I noticed that on mine. My camper sits with its tongue down in the driveway. I noticed that water would puddle in the tray at the front, I drilled a hole in that spot and now the problem is solved. Thats a good idea, keeps the tanks up so air can keep it dry.


----------



## Rubrhammer (Nov 27, 2006)

I did the repaint last year but never thought about something like the hose to keep it from rubbing. Good idea.
Bob


----------



## bradnjess (Mar 25, 2007)

Great idea. Here in the land of high humidity I will be starting my fight against rust at the end of this season.

Brad


----------



## Oregon_Camper (Sep 13, 2004)

We have a WINNER for a Great Mod Award.

Cheap - YEP 
Needed - YEP
Easy to Do - YEP

Hip Hip Hooray!!!


----------



## MaeJae (May 12, 2005)

GREAT idea!
Thanks for the tip! ( Sometimes too much sun kinda works out and you don't get burned!







)

MaeJae


----------



## skippershe (May 22, 2006)

That IS a great idea!
Now I gotta find a hose to hack up


----------



## Oregon_Camper (Sep 13, 2004)

skippershe said:


> That IS a great idea!
> Now I gotta find a hose to hack up


Didn't we see you trot over you to neighbors house about six months ago and take a tree? They've let their guard down by now...go back for their hose.


----------



## Thor (Apr 7, 2004)

Mark

Great idea. Another one to my list

Thanks

Thor


----------



## California Jim (Dec 11, 2003)

Very cool Mike. I'm quite interested since I'm a member of the "Aging Outbacks" club. You can put me down for that frame re-paint too


----------



## Castle Rock Outbackers (Jan 18, 2004)

Yep...aging Outback owner here, too. I like this mod.

Randy


----------



## LarryTheOutback (Jun 15, 2005)

I love it! I'll be doing this later this year.

Thanks!

Ed


----------



## Sayonara (Jul 23, 2007)

This is the worst idea I could have done..... I follwed the directions, cut a few pieces out of my garden hose and applied them to the bottoms of my tanks. Now everytime i turn on my garden hose I have water leaking out everywhere......

...good idea, thanks!


----------



## Paul (May 14, 2008)

camping479 said:


> I think I spent a little too much time out in the sun yesterday but I think I've come back to my senses.
> 
> The propane tank tray on the tongue of the trailer was very rusty as well as the bottoms of the tanks themselves. After repainting the tray and the bottoms of the tanks I wanted to come up with a way to keep them from rusting out so badly again. I needed something between the tank and the tray to keep them from rubbing together. While I was in the basement I saw a length of water hose that had no ends on it and I had an idea, short pieces cut lengthwise and slipped over the bottom rim of the tank would keep them from sitting right on the metal tray.

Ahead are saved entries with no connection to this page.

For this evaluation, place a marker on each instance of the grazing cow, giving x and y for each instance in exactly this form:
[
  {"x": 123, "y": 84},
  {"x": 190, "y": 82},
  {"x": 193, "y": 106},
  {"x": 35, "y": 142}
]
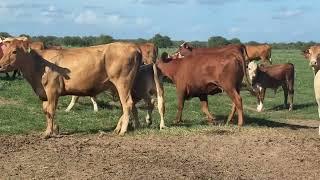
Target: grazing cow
[
  {"x": 149, "y": 52},
  {"x": 313, "y": 55},
  {"x": 272, "y": 76},
  {"x": 259, "y": 52},
  {"x": 79, "y": 71},
  {"x": 206, "y": 74},
  {"x": 147, "y": 83},
  {"x": 316, "y": 83}
]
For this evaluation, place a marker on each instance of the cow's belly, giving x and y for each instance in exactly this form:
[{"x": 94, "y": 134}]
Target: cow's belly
[{"x": 86, "y": 82}]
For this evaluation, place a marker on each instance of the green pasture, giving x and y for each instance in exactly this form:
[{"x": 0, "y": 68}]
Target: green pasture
[{"x": 21, "y": 110}]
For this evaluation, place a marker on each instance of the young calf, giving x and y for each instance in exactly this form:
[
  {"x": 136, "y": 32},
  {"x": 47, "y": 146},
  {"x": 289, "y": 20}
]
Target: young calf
[{"x": 263, "y": 77}]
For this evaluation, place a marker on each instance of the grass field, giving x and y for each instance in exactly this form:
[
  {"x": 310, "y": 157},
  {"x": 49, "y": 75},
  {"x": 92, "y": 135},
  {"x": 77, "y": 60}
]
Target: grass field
[{"x": 21, "y": 110}]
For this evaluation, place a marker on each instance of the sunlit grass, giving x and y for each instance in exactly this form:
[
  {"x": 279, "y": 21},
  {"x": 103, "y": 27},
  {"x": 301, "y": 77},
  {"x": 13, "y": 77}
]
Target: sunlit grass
[{"x": 21, "y": 110}]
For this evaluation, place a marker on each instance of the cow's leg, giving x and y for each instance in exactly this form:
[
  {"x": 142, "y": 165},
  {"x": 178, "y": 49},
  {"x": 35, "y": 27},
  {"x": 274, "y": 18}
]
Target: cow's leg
[
  {"x": 136, "y": 122},
  {"x": 49, "y": 108},
  {"x": 127, "y": 103},
  {"x": 260, "y": 97},
  {"x": 237, "y": 100},
  {"x": 231, "y": 115},
  {"x": 161, "y": 107},
  {"x": 150, "y": 107},
  {"x": 290, "y": 92},
  {"x": 180, "y": 96},
  {"x": 205, "y": 109},
  {"x": 95, "y": 104},
  {"x": 74, "y": 99},
  {"x": 285, "y": 94}
]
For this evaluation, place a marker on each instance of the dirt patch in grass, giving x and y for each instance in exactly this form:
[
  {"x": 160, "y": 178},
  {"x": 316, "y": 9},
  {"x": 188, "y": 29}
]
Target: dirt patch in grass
[
  {"x": 219, "y": 153},
  {"x": 4, "y": 101}
]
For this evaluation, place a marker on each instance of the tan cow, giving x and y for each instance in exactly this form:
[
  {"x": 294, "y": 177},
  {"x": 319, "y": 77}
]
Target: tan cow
[
  {"x": 149, "y": 52},
  {"x": 312, "y": 54},
  {"x": 79, "y": 71},
  {"x": 148, "y": 83},
  {"x": 259, "y": 52}
]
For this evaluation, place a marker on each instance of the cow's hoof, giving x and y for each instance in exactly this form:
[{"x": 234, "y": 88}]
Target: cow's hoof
[
  {"x": 163, "y": 127},
  {"x": 56, "y": 130},
  {"x": 116, "y": 131},
  {"x": 46, "y": 135},
  {"x": 122, "y": 134}
]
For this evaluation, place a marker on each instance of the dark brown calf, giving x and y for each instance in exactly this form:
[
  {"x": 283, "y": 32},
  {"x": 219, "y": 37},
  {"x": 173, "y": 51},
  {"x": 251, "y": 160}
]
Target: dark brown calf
[
  {"x": 272, "y": 77},
  {"x": 203, "y": 75}
]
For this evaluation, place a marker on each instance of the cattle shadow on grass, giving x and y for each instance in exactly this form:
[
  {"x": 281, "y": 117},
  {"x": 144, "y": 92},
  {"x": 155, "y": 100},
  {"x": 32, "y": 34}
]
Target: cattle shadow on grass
[
  {"x": 253, "y": 121},
  {"x": 295, "y": 106},
  {"x": 249, "y": 121}
]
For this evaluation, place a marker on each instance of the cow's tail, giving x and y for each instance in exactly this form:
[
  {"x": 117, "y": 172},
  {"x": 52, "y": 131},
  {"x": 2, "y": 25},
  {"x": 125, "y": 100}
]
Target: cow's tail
[
  {"x": 245, "y": 59},
  {"x": 160, "y": 94}
]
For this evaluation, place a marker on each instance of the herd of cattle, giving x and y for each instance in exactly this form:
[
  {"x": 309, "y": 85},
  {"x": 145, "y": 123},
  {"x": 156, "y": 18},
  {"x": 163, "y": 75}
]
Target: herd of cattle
[{"x": 132, "y": 72}]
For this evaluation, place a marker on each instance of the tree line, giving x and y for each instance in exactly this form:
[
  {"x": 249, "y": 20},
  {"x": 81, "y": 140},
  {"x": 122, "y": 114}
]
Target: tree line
[{"x": 160, "y": 40}]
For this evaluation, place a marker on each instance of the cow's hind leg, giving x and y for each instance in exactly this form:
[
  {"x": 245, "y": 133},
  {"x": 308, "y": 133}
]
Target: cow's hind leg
[
  {"x": 237, "y": 101},
  {"x": 49, "y": 108},
  {"x": 74, "y": 99},
  {"x": 127, "y": 103},
  {"x": 136, "y": 123},
  {"x": 180, "y": 96},
  {"x": 95, "y": 104},
  {"x": 150, "y": 107},
  {"x": 205, "y": 109}
]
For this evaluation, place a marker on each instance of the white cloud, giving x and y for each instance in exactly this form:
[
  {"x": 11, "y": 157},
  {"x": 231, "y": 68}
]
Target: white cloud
[
  {"x": 234, "y": 30},
  {"x": 86, "y": 17},
  {"x": 287, "y": 13},
  {"x": 142, "y": 21}
]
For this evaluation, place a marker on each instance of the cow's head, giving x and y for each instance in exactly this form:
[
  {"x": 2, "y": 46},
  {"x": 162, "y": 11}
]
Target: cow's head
[
  {"x": 252, "y": 70},
  {"x": 313, "y": 55},
  {"x": 13, "y": 51},
  {"x": 184, "y": 49}
]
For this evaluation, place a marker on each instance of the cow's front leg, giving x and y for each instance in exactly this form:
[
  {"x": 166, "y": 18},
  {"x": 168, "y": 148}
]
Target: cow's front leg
[
  {"x": 260, "y": 97},
  {"x": 180, "y": 96},
  {"x": 205, "y": 109},
  {"x": 49, "y": 108}
]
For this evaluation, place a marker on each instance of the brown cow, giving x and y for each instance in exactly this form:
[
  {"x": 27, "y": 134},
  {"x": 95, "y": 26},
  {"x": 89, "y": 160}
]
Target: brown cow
[
  {"x": 263, "y": 77},
  {"x": 149, "y": 52},
  {"x": 147, "y": 83},
  {"x": 259, "y": 52},
  {"x": 186, "y": 50},
  {"x": 211, "y": 73},
  {"x": 79, "y": 71},
  {"x": 313, "y": 55}
]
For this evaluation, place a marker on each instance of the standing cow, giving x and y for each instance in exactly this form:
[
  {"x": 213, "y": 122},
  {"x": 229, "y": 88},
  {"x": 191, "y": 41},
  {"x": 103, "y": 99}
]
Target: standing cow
[
  {"x": 263, "y": 77},
  {"x": 210, "y": 74},
  {"x": 259, "y": 52},
  {"x": 79, "y": 71}
]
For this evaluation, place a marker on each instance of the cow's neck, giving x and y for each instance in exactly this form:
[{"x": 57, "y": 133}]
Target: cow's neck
[
  {"x": 169, "y": 69},
  {"x": 32, "y": 68}
]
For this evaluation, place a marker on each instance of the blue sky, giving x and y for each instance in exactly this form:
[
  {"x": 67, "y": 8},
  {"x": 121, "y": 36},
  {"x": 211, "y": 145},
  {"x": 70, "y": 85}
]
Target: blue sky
[{"x": 258, "y": 20}]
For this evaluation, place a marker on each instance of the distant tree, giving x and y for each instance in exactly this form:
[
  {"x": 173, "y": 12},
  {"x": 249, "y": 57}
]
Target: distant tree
[
  {"x": 25, "y": 35},
  {"x": 162, "y": 41},
  {"x": 235, "y": 41},
  {"x": 252, "y": 43},
  {"x": 215, "y": 41},
  {"x": 5, "y": 34},
  {"x": 141, "y": 40}
]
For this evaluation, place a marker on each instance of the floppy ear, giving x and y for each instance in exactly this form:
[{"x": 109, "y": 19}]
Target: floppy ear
[{"x": 306, "y": 53}]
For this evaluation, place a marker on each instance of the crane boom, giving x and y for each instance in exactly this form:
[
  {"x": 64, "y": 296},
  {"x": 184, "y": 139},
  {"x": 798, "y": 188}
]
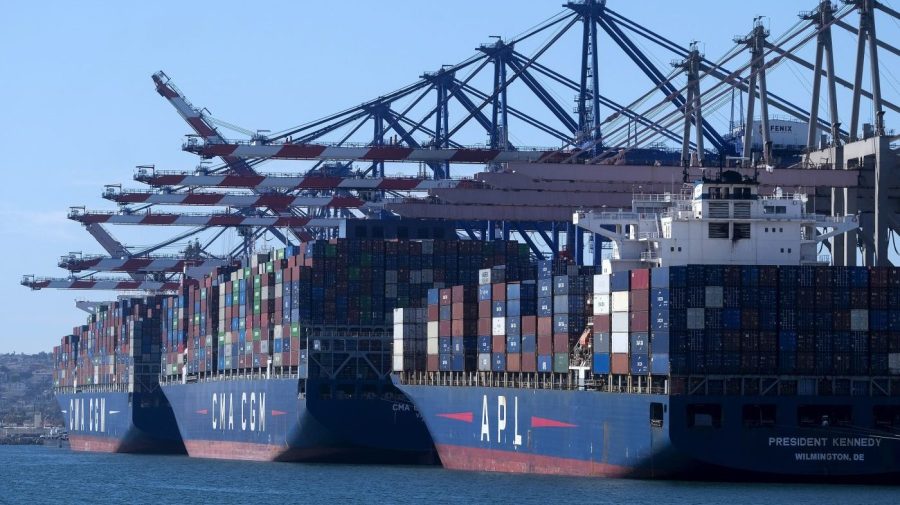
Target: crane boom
[
  {"x": 171, "y": 264},
  {"x": 37, "y": 283},
  {"x": 196, "y": 119},
  {"x": 289, "y": 151},
  {"x": 270, "y": 200},
  {"x": 214, "y": 219},
  {"x": 262, "y": 182}
]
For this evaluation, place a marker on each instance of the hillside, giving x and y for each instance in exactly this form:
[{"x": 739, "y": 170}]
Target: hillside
[{"x": 26, "y": 387}]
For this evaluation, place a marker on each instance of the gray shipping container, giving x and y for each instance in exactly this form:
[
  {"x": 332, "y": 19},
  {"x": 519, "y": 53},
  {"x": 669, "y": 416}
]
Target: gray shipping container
[
  {"x": 714, "y": 297},
  {"x": 696, "y": 319}
]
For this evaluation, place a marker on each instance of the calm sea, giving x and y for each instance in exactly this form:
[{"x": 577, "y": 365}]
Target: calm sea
[{"x": 33, "y": 475}]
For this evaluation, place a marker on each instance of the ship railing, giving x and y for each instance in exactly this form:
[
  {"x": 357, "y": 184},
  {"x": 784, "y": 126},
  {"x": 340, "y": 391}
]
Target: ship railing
[
  {"x": 819, "y": 218},
  {"x": 195, "y": 141},
  {"x": 800, "y": 197},
  {"x": 654, "y": 197}
]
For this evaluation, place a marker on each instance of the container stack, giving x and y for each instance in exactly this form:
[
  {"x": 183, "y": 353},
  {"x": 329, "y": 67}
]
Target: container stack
[
  {"x": 570, "y": 316},
  {"x": 445, "y": 329},
  {"x": 602, "y": 318},
  {"x": 65, "y": 360},
  {"x": 545, "y": 318},
  {"x": 619, "y": 285},
  {"x": 118, "y": 349},
  {"x": 202, "y": 351},
  {"x": 485, "y": 324},
  {"x": 463, "y": 328},
  {"x": 410, "y": 330},
  {"x": 639, "y": 322},
  {"x": 521, "y": 306},
  {"x": 174, "y": 327}
]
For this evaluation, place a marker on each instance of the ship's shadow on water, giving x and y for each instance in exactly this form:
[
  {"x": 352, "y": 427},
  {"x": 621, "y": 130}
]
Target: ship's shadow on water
[{"x": 45, "y": 474}]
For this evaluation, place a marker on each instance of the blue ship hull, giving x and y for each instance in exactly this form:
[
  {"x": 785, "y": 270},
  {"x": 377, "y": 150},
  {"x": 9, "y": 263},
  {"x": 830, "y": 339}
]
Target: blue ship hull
[
  {"x": 116, "y": 421},
  {"x": 589, "y": 433},
  {"x": 275, "y": 420}
]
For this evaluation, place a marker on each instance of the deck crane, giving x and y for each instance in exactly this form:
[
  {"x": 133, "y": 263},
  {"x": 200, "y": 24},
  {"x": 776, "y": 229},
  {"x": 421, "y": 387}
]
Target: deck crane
[
  {"x": 202, "y": 124},
  {"x": 272, "y": 200},
  {"x": 76, "y": 262}
]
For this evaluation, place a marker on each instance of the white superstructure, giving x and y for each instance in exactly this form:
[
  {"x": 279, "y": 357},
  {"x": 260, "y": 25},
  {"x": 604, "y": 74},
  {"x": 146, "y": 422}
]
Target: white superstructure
[{"x": 714, "y": 221}]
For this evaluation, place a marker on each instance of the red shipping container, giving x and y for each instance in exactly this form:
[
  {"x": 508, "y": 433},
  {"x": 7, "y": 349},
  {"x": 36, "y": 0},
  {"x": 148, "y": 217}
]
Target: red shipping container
[
  {"x": 639, "y": 301},
  {"x": 529, "y": 325},
  {"x": 640, "y": 279},
  {"x": 619, "y": 363},
  {"x": 484, "y": 326},
  {"x": 561, "y": 342},
  {"x": 639, "y": 322},
  {"x": 529, "y": 362},
  {"x": 457, "y": 310},
  {"x": 514, "y": 362},
  {"x": 603, "y": 323},
  {"x": 545, "y": 326}
]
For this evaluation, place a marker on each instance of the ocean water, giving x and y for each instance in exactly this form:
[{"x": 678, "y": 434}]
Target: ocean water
[{"x": 35, "y": 475}]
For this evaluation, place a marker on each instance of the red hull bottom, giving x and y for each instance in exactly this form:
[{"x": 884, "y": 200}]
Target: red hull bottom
[
  {"x": 488, "y": 460},
  {"x": 85, "y": 443},
  {"x": 245, "y": 451}
]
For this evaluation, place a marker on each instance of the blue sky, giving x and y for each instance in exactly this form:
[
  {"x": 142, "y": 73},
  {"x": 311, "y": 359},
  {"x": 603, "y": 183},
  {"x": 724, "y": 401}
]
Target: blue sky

Simple fix is always best!!!!

Paul


----------



## Airboss (Jul 14, 2007)

Sayonara said:


> This is the worst idea I could have done..... I follwed the directions, cut a few pieces out of my garden hose and applied them to the bottoms of my tanks. Now everytime i turn on my garden hose I have water leaking out everywhere......
> 
> ...good idea, thanks!


----------